Kiedy syn skończył szkołę, też go nie angażowaliśmy. Były wtedy egzaminy wstępne, matura, dziecko miało inne sprawy niż działka.

Kolejne lata również minęły bez udziału syna. Rok nauki, potem maj-czerwiec sesja, a potem musiał odpocząć. zwykle podejmował się pracy dorywczej, do sierpnia zarabiał pieniądze i wyjeżdżał na wakacje.

Skończył studia, otrzymał dyplom, znalazł pracę i postanowił się ożenić. Już od dawna miał dziewczynę, więc ślub nie był zaskoczeniem, a z nim zaczęli się spieszyć, bo synowa zaszła w ciążę.

Znowu działka poszła w odstawkę, bo młodej rodzinie było nie do nas. Syn dużo pracował, potem urodziło się dziecko. Ogólnie rzecz biorąc, nie byli z nich pomocnicy. A mimo to, odkąd syn się uczył, odkąd się ożenił, regularnie dostarczaliśmy mu, a potem i jego rodzinie, warzywa z naszej działki. I oczywiście owoce.

W czasach studenckich syn woził workami ziemniaki do swojego akademika, zabierał przetwory, kompoty, dżemy, ogólnie rzecz biorąc, nie wstydził się. Po założeniu rodziny nic się nie zmieniło.

Kiedy dziecko podrosło, zaczęliśmy z mężem sugerować, iż przydałoby się przyjechać i pomóc. Chociaż to choćby nie były sugestie, mówiliśmy im wprost, iż potrzebna jest pomoc.

Syn zawsze zadzwonił, zapytał, kiedy jedziemy na działkę, poprosił o to, żeby coś przywieźć. Synowa też coś zamówiła. Mówiłam, żeby przyjechali i sami zebrali, no i pomogli nam przy tym i owym. Ale młodzi od razu udawali, iż nie rozumieją aluzji, sprowadzali wszystko do żartu, temat się rozwiewał.

Tak było nie raz, nie dwa. To już trwa od czterech lat. Ale cierpliwość, choćby taka żelazna jak nasza, ma swoje granice.

Z mężem nie młodniejemy. Coraz trudniej nam wykonywać pewne prace. Ale kupnych produktów nie możemy jeść, już się przyzwyczailiśmy. Takie uczucie, jakby się jadło woskowe atrapy. Na targu byliśmy, ale tam ceny są takie, iż można bez spodni zostać! Więc działkę będziemy uprawiać, póki jeszcze mamy na to siłę.

Niedawno znowu zadzwonił syn, zaczął się dopytywać, kiedy jedziemy, co przywieziemy. Zaczął dyktować zamówienie, co im z działki trzeba. Jakby zamawiał w sklepie.

Znów powiedziałam, iż mogą pojechać z nami. Ale syn wolał udawać, iż nie rozumie mojego słowa.

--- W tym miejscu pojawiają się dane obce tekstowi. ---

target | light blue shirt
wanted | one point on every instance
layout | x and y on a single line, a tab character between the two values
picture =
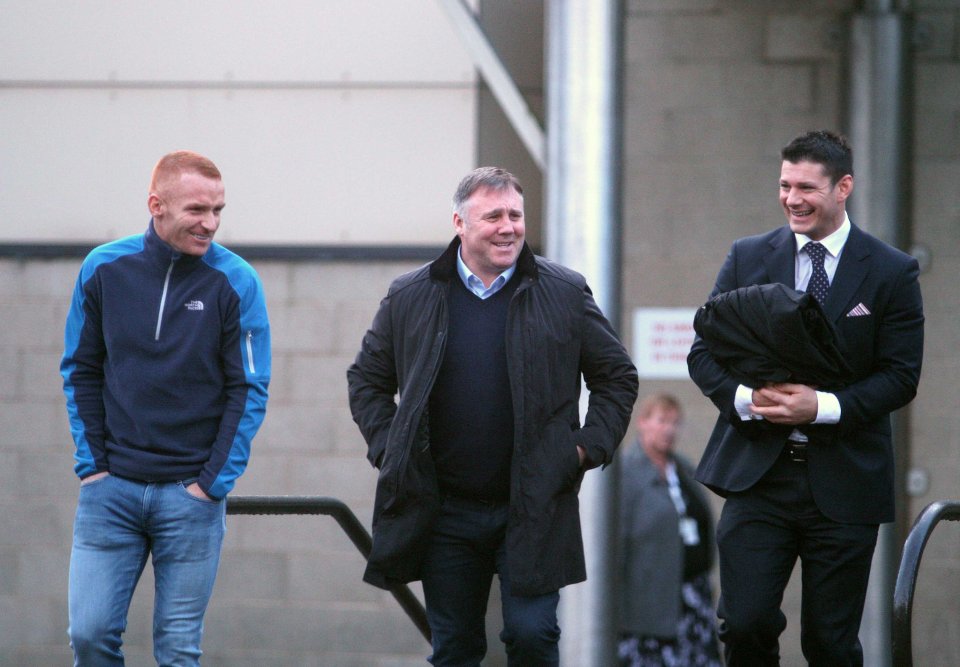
828	406
476	286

Tym razem jednak jego metoda unikania nie zadziałała.

– Bardzo lubicie jeść, to przyjedźcie i chociaż raz pomóżcie! Co my z ojcem jesteśmy, konie, żeby wszystko sami ciągnąć? – rozzłościłam się.

W słuchawce zapadła cisza, a potem syn lodowatym głosem oznajmił, iż wszystko zrozumiał, i iż nic od nas nie chce. Po czym odłożył słuchawkę. Obraził się!

A ja nie żałuję swoich słów. Ile razy w delikatnej formie mówiliśmy, iż pomoc by się przydała, a oni tego nie zauważali. Teraz niech przemyślą swoje zachowanie. jeżeli wymyślą coś mądrego, to zapraszamy.